Making Style Work Conference 

Call for Proposals

Co-sponsored by the Yale University Labor and Film Working Group, Yale Whitney Humanities Center, the Yale Film and Media Studies Department

Saturday, April 13, 2024

Humanities Quadrangle 136

Yale University

Submission Deadline: Friday, December 15, 2023 by midnight

In the realm of aesthetics, stylistic choices have had a direct bearing on the figuration of labor and
labor-power within the works themselves. Whether Neorealist or Expressionist, Dogme or Cinema
Novo, the sense of style sits uneasily between genre-claims and tautologies about authorship. For
Bourdieu, style is a cognitive acquirement that performs a “decoding operation” (1984). In Dick
Hebdige’s analysis of subcultures, stylistic choices are the medium through which subjects
communicate a sense of oppositionality and subversion (1979). Style can be thought of as a form of
processual representation that depicts work “as approaching the magic standard of zero labor”
(Skvirsky 2020). And perhaps the question of style can be understood as gimmicky, “simultaneously
overperforming and underperforming” (Ngai 2020). How do the problems of style reveal something
about the collective media arts and their labor(s)?
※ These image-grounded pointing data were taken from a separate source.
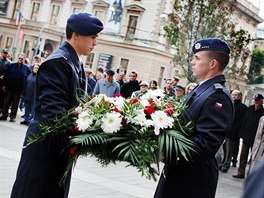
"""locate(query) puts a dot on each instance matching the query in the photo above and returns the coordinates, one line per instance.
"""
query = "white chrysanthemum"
(84, 121)
(161, 120)
(144, 103)
(142, 121)
(97, 99)
(78, 109)
(111, 122)
(117, 101)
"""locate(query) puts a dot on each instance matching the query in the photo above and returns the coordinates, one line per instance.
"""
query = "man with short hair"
(248, 132)
(130, 86)
(13, 84)
(209, 107)
(60, 83)
(107, 85)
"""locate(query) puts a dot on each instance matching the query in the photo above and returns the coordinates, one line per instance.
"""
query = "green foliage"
(191, 20)
(256, 65)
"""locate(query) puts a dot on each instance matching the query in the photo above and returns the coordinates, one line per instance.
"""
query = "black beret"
(84, 24)
(210, 44)
(110, 72)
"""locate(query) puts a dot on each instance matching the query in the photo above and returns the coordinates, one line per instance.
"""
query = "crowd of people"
(62, 77)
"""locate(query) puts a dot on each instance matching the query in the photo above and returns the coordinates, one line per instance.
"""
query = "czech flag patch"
(218, 105)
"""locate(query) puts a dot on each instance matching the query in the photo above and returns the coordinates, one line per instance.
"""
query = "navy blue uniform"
(210, 107)
(59, 80)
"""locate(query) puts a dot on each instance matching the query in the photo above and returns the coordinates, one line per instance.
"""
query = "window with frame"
(54, 14)
(17, 7)
(161, 74)
(27, 47)
(123, 65)
(76, 10)
(9, 42)
(100, 14)
(35, 11)
(132, 25)
(89, 60)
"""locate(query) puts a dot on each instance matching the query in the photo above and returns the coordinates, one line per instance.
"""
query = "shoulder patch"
(218, 87)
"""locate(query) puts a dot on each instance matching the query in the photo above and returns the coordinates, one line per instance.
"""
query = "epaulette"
(218, 87)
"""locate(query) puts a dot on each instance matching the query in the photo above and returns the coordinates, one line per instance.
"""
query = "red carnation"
(117, 95)
(134, 101)
(149, 110)
(116, 110)
(75, 130)
(73, 151)
(152, 103)
(169, 109)
(124, 122)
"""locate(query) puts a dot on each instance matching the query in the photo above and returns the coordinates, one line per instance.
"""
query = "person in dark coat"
(28, 95)
(210, 108)
(231, 145)
(59, 81)
(13, 83)
(131, 86)
(253, 187)
(4, 63)
(248, 132)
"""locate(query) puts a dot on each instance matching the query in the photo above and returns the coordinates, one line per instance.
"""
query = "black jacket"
(211, 109)
(129, 87)
(60, 79)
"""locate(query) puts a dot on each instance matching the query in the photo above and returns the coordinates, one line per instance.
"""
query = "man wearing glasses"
(13, 84)
(131, 86)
The question of style has been oft-elided. What is the relationship between the film’s production and
the field within which it is interpreted? The Making Style Work Conference invites papers across the
humanities that investigate style and labor. We especially welcome submissions on media production
outside the Anglophone and Western European context.

We encourage presentations on topics related to stylizing and stylistics of labor and media. Possible topics include (but are not limited to):

  • Genre and generic depictions of labor

  • Ethics of representation

  • Strikes and unionization on and off-screen

  • Repetition and ritual

  • Collaboration in filmmaking

  • Slow cinema

  • Badness and its purposes

  • Imperfect cinema

  • Usefulness/uselessness

  • Overperforming/underperforming

  • Depictions of sex work

  • Industrial video

  • Vernacular film

Submission Guidelines

To submit a proposal, please include the following information in one document: proposals for 20 minute presentations (300 words), paper title, and biography (100 words). Please send proposals by email to laborandfilmconference@gmail.com. The deadline for submissions is Friday, December 15, 2023 by midnight. Successful proposals will be notified by January 27, 2023.
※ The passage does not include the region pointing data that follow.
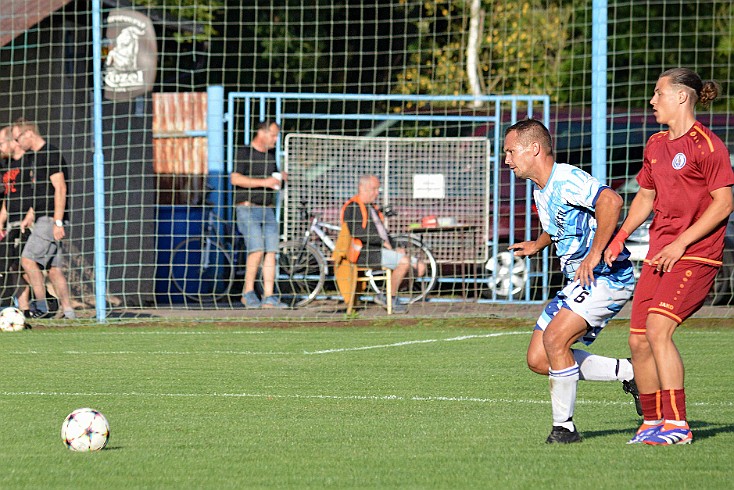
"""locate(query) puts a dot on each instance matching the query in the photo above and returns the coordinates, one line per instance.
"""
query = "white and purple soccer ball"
(12, 319)
(85, 429)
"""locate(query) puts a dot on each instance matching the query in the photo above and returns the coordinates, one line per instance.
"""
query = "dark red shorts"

About the Yale Labor and Film Working Group:

The Labor and Film Working Group presents an opportunity to consider film and moving image-genres explicitly thematizing or operationalized within the workplace or forms of labor. The depiction of the laboring subject on screen is fraught with myriad socio-historical concerns, and the working group aims to explore these intersections between the depicted work and themes such as the classification of labor and the question of “domestic work;” filmmaking practice as work or the labor surrounding cinematic production; the cinematic forging of, and investigation into postcolonial identity; issues of modernizing technology and the development of the city; unemployment; gendered, racialized, and sexualized workplace dynamics; migration; and, indeed, the historical development of the very concept of who is considered a “worker” and what is considered “work.” These questions also help to outline labor as a throughline in longstanding discussions of aesthetic and theoretical questions about film’s representational and social capacities as a medium.
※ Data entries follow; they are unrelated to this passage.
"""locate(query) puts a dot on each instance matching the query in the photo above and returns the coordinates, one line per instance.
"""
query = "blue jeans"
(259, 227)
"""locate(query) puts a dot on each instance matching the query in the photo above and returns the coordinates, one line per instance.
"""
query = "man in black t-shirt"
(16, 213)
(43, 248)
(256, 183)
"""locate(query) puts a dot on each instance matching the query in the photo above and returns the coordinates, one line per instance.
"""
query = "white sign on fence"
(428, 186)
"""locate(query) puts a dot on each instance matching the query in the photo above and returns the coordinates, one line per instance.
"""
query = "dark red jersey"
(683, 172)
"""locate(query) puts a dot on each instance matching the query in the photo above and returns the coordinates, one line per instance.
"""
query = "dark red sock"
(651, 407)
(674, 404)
The Labor and Film Working Group convenes for a standing discussion on where labor fits into the rest of film/media study and history. We screen and discuss moving image-genres explicitly thematizing or operationalized within the workplace, read the history of film theory and authorship against its labor history, and broadly think about how to articulate the link between labor and media in the constitution of aesthetic categories.